STJ cancela tese que isentava o terço de férias de contribuição previdenciária
Por Luiza Calegari — São Paulo
O Superior Tribunal de Justiça (STJ) cancelou a tese que isentava o terço de férias de contribuição previdenciária, acompanhando julgamento do Supremo Tribunal Federal (STF). A decisão é da 1ª Seção, que também alterou entendimento em relação à tributação do salário-maternidade, para seguir o STF. Dessa forma, valem os posicionamentos de que o terço de férias é tributado, e o salário-maternidade, não.

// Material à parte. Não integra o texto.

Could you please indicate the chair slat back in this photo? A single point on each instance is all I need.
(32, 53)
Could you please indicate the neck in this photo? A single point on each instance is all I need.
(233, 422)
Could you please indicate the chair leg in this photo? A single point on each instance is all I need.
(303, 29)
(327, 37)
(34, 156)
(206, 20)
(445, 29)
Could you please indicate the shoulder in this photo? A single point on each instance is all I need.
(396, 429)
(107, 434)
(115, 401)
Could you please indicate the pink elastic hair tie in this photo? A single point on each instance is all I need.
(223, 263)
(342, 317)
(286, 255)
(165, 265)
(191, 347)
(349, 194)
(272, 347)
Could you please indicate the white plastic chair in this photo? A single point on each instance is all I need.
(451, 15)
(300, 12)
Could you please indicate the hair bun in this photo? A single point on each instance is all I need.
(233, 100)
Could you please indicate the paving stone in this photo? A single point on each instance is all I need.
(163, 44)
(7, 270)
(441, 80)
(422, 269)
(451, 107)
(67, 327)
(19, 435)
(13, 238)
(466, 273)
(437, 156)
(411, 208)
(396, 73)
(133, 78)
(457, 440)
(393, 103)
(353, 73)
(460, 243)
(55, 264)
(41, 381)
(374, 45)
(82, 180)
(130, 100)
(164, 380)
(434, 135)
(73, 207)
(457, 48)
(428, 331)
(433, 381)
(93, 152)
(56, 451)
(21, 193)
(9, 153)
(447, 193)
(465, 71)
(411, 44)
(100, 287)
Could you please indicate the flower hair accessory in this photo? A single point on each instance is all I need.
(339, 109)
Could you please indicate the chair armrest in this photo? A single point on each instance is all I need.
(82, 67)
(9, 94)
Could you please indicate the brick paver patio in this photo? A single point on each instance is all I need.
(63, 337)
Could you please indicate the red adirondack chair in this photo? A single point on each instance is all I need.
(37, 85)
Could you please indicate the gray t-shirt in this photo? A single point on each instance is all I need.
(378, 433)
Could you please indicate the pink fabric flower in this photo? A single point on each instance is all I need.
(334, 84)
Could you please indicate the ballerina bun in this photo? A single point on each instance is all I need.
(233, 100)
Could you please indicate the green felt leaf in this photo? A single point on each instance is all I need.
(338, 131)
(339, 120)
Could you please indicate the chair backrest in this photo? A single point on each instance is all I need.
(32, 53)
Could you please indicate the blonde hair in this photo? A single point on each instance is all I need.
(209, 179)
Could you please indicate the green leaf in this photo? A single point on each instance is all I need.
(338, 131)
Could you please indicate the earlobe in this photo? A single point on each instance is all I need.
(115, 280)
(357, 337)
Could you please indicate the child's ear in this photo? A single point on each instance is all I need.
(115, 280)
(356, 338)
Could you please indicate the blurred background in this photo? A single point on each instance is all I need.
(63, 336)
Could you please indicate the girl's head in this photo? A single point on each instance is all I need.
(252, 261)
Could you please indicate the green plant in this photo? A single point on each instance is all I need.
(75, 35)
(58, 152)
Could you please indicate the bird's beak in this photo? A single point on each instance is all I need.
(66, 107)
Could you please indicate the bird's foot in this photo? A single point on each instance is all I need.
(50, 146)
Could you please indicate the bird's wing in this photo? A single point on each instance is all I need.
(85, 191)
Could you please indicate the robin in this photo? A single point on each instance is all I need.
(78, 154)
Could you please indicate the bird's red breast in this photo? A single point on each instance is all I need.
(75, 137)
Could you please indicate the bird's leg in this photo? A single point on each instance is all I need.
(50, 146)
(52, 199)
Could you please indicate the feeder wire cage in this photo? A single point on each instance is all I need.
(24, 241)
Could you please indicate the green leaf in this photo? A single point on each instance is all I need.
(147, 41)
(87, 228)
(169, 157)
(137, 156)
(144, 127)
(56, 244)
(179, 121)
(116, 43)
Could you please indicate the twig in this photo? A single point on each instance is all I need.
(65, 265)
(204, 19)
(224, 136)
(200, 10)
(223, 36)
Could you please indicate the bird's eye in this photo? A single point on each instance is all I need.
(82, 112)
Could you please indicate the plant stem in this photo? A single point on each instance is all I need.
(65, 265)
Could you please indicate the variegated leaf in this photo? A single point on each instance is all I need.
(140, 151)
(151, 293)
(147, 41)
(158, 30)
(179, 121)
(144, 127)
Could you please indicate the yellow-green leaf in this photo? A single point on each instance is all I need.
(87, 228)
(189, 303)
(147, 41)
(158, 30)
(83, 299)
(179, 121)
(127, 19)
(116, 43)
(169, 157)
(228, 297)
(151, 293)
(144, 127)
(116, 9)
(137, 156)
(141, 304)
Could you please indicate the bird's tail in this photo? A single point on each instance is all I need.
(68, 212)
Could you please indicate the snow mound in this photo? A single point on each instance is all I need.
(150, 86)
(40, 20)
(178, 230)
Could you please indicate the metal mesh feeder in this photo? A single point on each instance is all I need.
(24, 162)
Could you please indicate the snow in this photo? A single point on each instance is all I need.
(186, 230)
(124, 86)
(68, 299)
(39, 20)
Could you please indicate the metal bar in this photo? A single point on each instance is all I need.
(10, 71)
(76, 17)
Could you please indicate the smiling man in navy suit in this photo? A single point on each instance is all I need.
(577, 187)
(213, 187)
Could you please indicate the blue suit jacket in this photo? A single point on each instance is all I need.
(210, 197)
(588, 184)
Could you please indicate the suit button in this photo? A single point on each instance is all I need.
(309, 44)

Em 2014, a 1ª Seção do STJ tinha fixado, em repetitivos, que não incide contribuição previdenciária sobre o adicional de férias, o chamado terço constitucional (Tema 479). A Fazenda Nacional foi ao Supremo (RE 1072845) questionar a decisão, e conseguiu revertê-la. A Corte constitucional, em repercussão geral, firmou a seguinte tese: “é legítima a incidência de contribuição social sobre o valor satisfeito a título de terço constitucional de férias” (Tema 985).
Assim, o STJ teve que reanalisar o próprio recurso para decidir se revogaria a tese anterior, diante do novo entendimento firmado pelo STF. Em embargos de declaração, o STF modulou a decisão para que ela passasse a valer apenas a partir da publicação da ata de julgamento do RE, que ocorreu em outubro de 2020, exceto para as contribuições já pagas e não questionadas judicialmente até essa data, que não devem ser devolvidas.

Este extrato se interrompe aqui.